Marcel Kohler (Marie Beaumarchais), Susanne Wolff (Clavigo).

(Foto: Arno Declair/Salzburger Festspiele)

Zu viel heiße Luft: Stephan Kimmig nutzt Goethes "Clavigo" in Salzburg als wüsten Zirkus mit Ego-Shooter-Einlagen.

Von Christine Dössel

In der enttäuschend mageren Schauspiel-Agenda der diesjährigen Salzburger Festspiele ist Goethes selten gespieltes Künstlerdrama "Clavigo" die wohl interessanteste Setzung. Ansonsten stehen nur noch Shakespeares "Komödie der Irrungen" als Spektakelproduktion auf der Pernerinsel und eine Salzburger "Dreigroschenoper" unter dem Titel "Mackie Messer" auf dem Sparprogramm.

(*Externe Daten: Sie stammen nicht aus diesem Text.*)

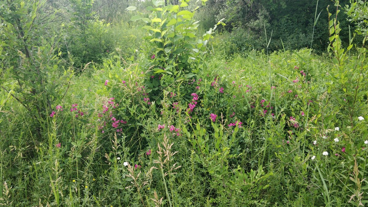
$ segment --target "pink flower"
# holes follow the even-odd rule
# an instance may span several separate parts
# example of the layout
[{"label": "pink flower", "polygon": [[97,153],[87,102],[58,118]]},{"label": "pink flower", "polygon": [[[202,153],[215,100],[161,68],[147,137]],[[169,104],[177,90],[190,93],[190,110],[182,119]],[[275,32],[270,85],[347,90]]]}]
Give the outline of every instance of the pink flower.
[{"label": "pink flower", "polygon": [[151,150],[149,150],[148,152],[146,152],[146,155],[149,155],[151,154]]}]

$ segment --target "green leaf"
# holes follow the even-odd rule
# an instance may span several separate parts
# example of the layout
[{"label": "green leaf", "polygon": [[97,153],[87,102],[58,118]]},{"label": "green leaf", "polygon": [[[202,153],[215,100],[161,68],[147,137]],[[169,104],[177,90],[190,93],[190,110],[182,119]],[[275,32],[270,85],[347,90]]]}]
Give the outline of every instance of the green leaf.
[{"label": "green leaf", "polygon": [[175,19],[171,19],[171,20],[169,21],[167,24],[166,25],[166,27],[169,27],[169,26],[174,25],[174,24],[175,24],[176,23],[176,20]]},{"label": "green leaf", "polygon": [[137,20],[139,20],[142,19],[142,17],[139,15],[135,15],[135,16],[133,16],[131,18],[130,18],[130,21],[135,21]]},{"label": "green leaf", "polygon": [[161,19],[160,19],[160,18],[155,18],[154,19],[152,19],[151,21],[152,21],[152,22],[161,22],[162,21]]}]

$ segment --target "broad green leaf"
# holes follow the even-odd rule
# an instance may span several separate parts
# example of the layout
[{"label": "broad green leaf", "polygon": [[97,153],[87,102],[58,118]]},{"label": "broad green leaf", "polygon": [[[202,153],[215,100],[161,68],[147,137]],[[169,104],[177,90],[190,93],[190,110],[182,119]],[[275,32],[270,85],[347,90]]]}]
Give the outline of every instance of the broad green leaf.
[{"label": "broad green leaf", "polygon": [[161,22],[162,21],[161,19],[159,18],[155,18],[154,19],[152,19],[151,21],[152,21],[152,22]]}]

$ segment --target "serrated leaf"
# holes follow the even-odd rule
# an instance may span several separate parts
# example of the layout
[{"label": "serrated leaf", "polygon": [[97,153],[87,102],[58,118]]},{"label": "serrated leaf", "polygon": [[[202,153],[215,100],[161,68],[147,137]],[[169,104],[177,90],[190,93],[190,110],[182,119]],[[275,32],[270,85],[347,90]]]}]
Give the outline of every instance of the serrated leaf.
[{"label": "serrated leaf", "polygon": [[125,10],[127,11],[134,11],[137,9],[137,7],[133,6],[128,7],[127,8],[125,9]]}]

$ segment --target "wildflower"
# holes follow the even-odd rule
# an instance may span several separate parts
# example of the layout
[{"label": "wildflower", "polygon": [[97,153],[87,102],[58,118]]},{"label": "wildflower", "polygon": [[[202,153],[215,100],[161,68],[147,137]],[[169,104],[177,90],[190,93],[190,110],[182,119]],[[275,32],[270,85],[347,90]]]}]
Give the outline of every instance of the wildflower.
[{"label": "wildflower", "polygon": [[146,155],[150,155],[150,154],[151,154],[151,150],[148,150],[148,151],[146,152]]},{"label": "wildflower", "polygon": [[198,95],[197,94],[196,94],[195,93],[193,93],[192,94],[191,94],[191,95],[193,96],[193,101],[197,101],[198,100],[198,98],[199,98],[199,97],[198,96]]},{"label": "wildflower", "polygon": [[217,117],[217,115],[213,113],[211,113],[210,116],[210,119],[212,120],[212,122],[215,122],[216,121],[216,117]]}]

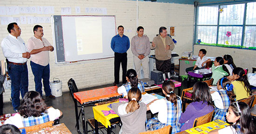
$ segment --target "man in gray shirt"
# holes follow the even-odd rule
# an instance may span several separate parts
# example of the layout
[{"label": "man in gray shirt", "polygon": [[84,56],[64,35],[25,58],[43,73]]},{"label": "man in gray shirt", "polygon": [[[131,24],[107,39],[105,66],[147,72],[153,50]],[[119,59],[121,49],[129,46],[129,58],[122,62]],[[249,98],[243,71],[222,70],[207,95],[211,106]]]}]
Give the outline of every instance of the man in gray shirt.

Das "Young Directors Projekt" gibt es nicht mehr, nachdem der Sponsor Montblanc abgesprungen ist. Die Lücke wurde nicht gefüllt. Junges, experimentelles Theater, neue Ansätze und Namen - Fehlanzeige. So ist es nun an dem alten Bekannten Stephan Kimmig, dem Schauspiel einen vielleicht doch etwas gewagteren Anstrich zu verleihen. Und der wirft sich in seiner Koproduktion mit dem Deutschen Theater Berlin auch jungspundig ins Zeug, den Goethe-Text improvisierend, pop-ironisierend und multimedial frisierend wie ein Stürmer und Dränger im zweiten Frühling.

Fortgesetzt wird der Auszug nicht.